My attempts to become more fiscally stable have led me to research various financial gurus' budget plans.  I've studied Dave Ramsey's plan, I watch Suze Orman every week, and I've followed Gail Vaz-Oxlade for over a year now.  After considerable research, all I have is a headache.

The first thing I wanted to find out is simply, "How am I doing?" I have some savings, some retirement, some investments.  I have good equity in my home.  I don't have a car loan and my medical bills are paid.  On the other hand, I have a credit card balance and I don't have the recommended eight months' expenses saved in my emergency fund.  My car is over ten years old.  The next few months will bring more medical bills. My furnace is twenty years old.  I feel like I'm doing okay, but I really do not know, at this point in my life, if I'm on track for the future, for retirement, etc.  Even after my research, I'm still not sure.

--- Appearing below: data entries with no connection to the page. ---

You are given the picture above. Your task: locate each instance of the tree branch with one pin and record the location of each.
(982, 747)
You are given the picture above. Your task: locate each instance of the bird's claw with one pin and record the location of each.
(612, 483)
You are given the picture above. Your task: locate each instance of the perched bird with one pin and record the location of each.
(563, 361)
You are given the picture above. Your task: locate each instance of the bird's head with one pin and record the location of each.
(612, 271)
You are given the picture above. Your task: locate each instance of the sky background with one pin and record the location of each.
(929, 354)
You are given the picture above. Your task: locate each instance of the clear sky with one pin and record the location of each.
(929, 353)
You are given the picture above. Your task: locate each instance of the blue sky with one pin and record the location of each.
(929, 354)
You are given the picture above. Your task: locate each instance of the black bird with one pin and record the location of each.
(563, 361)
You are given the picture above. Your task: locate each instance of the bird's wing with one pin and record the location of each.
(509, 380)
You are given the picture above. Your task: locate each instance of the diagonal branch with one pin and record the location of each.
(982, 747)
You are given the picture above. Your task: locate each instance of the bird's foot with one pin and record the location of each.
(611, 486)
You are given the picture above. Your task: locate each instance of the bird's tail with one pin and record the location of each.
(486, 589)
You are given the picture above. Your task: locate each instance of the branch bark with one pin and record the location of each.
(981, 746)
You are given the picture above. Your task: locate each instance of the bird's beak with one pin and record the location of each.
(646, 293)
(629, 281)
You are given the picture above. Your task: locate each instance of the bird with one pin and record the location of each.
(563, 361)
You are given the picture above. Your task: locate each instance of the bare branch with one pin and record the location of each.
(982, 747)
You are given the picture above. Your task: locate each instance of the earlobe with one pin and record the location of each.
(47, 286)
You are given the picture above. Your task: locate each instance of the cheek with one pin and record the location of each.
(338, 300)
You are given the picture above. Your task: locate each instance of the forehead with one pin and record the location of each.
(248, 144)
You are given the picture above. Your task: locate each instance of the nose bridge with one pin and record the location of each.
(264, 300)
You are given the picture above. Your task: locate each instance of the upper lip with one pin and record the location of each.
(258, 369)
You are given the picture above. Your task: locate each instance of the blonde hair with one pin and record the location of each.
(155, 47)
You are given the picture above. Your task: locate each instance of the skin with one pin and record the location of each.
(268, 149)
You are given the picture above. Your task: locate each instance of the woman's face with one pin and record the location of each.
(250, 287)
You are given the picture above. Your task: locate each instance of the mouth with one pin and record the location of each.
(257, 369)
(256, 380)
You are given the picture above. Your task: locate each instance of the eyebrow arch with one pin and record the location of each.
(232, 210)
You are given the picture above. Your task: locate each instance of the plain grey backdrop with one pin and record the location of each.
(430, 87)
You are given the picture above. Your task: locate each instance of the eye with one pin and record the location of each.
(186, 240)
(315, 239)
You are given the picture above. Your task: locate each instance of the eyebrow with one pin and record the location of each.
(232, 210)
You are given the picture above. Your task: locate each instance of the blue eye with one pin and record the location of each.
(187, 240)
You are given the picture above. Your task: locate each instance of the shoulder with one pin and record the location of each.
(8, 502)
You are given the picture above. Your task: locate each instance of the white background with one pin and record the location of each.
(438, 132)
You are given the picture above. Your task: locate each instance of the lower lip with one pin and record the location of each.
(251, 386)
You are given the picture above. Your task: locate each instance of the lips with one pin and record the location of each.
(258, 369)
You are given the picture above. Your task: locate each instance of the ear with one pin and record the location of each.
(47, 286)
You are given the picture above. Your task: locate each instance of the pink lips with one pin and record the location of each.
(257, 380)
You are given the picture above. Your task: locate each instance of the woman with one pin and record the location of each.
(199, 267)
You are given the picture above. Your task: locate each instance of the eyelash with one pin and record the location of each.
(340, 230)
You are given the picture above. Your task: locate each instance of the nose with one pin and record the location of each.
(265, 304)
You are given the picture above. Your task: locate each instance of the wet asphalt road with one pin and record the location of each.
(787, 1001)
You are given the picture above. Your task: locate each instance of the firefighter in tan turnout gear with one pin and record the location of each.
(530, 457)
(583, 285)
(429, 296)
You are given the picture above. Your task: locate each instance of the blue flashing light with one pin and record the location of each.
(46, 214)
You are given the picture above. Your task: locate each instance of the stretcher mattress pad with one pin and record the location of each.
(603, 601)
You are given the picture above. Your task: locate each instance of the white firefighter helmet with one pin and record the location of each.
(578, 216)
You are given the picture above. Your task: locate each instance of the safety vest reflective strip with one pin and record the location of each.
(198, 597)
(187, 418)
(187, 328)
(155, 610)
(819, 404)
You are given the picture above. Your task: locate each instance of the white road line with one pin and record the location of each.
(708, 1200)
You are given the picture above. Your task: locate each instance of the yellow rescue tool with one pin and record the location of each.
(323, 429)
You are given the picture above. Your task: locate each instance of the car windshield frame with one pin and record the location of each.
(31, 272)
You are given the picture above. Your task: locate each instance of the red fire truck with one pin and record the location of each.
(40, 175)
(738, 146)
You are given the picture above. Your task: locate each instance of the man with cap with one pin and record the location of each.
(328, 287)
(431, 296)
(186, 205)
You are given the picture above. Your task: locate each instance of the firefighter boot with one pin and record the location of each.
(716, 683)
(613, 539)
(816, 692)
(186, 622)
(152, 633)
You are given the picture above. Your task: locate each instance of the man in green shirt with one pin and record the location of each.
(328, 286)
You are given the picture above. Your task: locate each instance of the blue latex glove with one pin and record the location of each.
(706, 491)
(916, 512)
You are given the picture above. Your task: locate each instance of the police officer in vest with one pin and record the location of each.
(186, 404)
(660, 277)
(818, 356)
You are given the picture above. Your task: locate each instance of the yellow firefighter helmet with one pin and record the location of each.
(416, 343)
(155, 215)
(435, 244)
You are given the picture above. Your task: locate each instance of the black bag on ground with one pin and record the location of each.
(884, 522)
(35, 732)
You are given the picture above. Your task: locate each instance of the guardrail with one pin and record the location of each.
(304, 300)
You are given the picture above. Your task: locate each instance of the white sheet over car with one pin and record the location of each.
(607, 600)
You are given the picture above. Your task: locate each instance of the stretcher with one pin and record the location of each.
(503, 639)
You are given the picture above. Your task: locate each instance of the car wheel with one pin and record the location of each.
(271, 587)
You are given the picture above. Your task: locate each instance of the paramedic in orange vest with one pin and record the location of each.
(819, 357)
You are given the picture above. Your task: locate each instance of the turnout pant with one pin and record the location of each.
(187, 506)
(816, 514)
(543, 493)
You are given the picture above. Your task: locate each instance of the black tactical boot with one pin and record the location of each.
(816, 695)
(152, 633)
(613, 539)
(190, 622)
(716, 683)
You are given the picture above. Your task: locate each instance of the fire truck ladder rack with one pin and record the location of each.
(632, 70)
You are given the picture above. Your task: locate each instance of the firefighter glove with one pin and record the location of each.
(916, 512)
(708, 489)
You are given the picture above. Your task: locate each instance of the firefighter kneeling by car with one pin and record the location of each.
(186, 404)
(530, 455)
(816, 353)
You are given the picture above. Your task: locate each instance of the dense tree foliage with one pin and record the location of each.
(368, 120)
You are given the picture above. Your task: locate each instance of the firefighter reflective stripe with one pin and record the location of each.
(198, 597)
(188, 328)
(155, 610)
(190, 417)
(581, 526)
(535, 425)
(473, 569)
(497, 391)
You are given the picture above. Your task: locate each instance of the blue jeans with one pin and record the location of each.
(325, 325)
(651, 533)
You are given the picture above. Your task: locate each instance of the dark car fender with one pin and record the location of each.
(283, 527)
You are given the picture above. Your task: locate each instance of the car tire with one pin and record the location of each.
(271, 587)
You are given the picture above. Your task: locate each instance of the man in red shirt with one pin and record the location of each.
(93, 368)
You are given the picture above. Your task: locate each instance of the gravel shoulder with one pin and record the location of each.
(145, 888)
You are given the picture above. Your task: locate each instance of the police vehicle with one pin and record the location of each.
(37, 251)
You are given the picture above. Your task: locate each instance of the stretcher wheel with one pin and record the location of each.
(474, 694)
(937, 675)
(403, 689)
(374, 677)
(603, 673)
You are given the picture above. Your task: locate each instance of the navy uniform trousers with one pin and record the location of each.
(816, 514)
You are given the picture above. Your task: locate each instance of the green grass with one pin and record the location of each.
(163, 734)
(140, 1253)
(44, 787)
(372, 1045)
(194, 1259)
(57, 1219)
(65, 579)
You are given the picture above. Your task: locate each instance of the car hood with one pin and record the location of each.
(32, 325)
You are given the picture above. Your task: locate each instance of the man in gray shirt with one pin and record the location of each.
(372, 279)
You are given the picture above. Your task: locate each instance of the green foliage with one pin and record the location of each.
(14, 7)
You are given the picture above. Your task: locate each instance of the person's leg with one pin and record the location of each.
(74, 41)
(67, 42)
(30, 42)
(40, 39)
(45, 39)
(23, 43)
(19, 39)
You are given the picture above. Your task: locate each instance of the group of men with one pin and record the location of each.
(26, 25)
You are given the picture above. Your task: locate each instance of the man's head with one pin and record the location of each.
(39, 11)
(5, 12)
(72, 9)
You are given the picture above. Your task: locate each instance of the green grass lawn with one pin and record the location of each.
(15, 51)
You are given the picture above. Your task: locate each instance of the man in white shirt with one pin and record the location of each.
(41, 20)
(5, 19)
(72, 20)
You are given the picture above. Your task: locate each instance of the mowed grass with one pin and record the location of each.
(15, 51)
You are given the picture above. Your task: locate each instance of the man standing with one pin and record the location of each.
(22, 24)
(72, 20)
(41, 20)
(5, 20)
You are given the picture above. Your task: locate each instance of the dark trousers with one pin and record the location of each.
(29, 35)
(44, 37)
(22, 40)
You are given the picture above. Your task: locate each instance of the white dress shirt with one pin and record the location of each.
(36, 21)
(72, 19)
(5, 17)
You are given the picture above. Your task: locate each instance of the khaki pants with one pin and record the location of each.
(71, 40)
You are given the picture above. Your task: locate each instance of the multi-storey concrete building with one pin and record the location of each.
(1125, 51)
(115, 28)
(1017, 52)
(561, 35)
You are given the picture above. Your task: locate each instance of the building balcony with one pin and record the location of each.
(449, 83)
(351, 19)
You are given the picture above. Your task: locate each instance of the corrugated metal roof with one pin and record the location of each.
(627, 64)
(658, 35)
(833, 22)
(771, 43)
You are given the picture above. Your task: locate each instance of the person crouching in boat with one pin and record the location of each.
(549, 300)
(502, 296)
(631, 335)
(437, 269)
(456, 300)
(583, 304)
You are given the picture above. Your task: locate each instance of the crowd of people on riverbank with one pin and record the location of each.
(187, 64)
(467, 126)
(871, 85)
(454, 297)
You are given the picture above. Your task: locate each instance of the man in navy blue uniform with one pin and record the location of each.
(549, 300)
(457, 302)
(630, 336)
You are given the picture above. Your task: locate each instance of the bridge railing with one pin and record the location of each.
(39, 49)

No matter who's plan you look at, the basics are the same: live on cash, don't carry consumer debt, save for retirement and keep a liquid emergency fund.  Which leads me to my next question:  what, exactly, constitutes an emergency?  I know a job loss is one thing, but what about  something less drastic?  What if, say, my car breaks down?  Do I take the repair cost out of my emergency fund?    Or do I walk to work until I save enough money to get it fixed? Do I need a "big time" emergency fund and a "little crap that adds up" emergency fund?  If I ever accumulate the recommended eight months' expenses in my savings, I want to make sure I'm handling it correctly.

I think what I need to do is just pick a plan. One plan, and stick to it. I'm waffling between Suze and Gail right now (sorry Dave!) and, while their objectives are the same, I think they each have a unique approach.  While I try to puzzle it all out, I'm just going to keep doing what I've been doing.  I don't have an urgent need to change anything, other than my own desire to make sure I get and stay on track financially as quickly as possible.   Cancer is scary, but having cancer without adequate financial resources is terrifying.  I don't ever want to be in that position again.